For me, the signs reading NO TRESPASSING are only a suggestion. When the old 1960s Rolleiflex is in my hand, it is almost an invitation to explore the private collections of those I meet along the backroads and two-lane highways of America.
‘A Man Named Neil From Tennessee’
I hadn’t seen a house or a curve in the two-lanes for miles, then I saw the rusty old Fords and Chevys on the roadside getting closer and closer. A man was outside hammering nails to a vintage garage. I had an old Rollei on me and he had time to show me his collection of barn find pickup trucks.
“I just like to drive. I drive an antique every day,” Neil says. “I don’t have a television. I just like to build and get these old trucks back on the road.”
Darwin “Doc” Hunkler, of Indiana, retired sixteen years ago. While some use that time to relax and take on hobbies, Doc got to work on his passion project full-time. Doc’s dioramas are 1/18 scale models, handmade, crafted with immense detail of a time gone.

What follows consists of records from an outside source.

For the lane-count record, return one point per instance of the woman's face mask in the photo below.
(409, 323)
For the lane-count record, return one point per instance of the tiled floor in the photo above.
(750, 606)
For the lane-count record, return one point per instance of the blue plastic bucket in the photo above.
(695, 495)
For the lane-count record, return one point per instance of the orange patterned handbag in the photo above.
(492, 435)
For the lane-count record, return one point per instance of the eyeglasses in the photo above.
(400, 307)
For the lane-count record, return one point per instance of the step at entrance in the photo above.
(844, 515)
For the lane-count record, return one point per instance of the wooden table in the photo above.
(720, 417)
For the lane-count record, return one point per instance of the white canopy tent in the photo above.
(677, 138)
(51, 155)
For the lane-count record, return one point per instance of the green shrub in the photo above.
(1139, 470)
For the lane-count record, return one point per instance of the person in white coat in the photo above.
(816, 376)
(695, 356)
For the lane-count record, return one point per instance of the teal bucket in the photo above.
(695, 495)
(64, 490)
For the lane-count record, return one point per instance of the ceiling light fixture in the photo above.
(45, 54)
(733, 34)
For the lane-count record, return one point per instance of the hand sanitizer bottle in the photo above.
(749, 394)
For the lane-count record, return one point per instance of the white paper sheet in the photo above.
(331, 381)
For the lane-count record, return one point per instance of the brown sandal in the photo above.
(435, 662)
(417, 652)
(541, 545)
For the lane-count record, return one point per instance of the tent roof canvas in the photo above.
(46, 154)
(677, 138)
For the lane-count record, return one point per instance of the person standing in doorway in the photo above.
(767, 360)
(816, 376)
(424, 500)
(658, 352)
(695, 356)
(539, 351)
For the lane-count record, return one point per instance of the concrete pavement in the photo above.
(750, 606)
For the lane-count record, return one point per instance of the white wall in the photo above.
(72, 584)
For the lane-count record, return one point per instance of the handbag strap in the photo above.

This is so inviting to me. Some see rust and scrap metal, but I just see stories and history. To see something like this on the side of a road is a welcoming invitiation for my camera and I to pull over and knock on a door.
“This is been up Mt. Washington,” George says. “I have the sticker stuck on the wall saying this vehicle made it up Mt. Washington. I drove everywhere on this bike. This has been to Canada. This has been down to the Keys. This has been all over. I can ride all day on this. To me, it’s all about the ride.”
Even the most hesitant of people I come across are put at ease once they see the vintage camera. Maybe it sparks a memory of their own childhoods or maybe it shows them I too have a love affair with the ingenuity and engineering of a time long gone.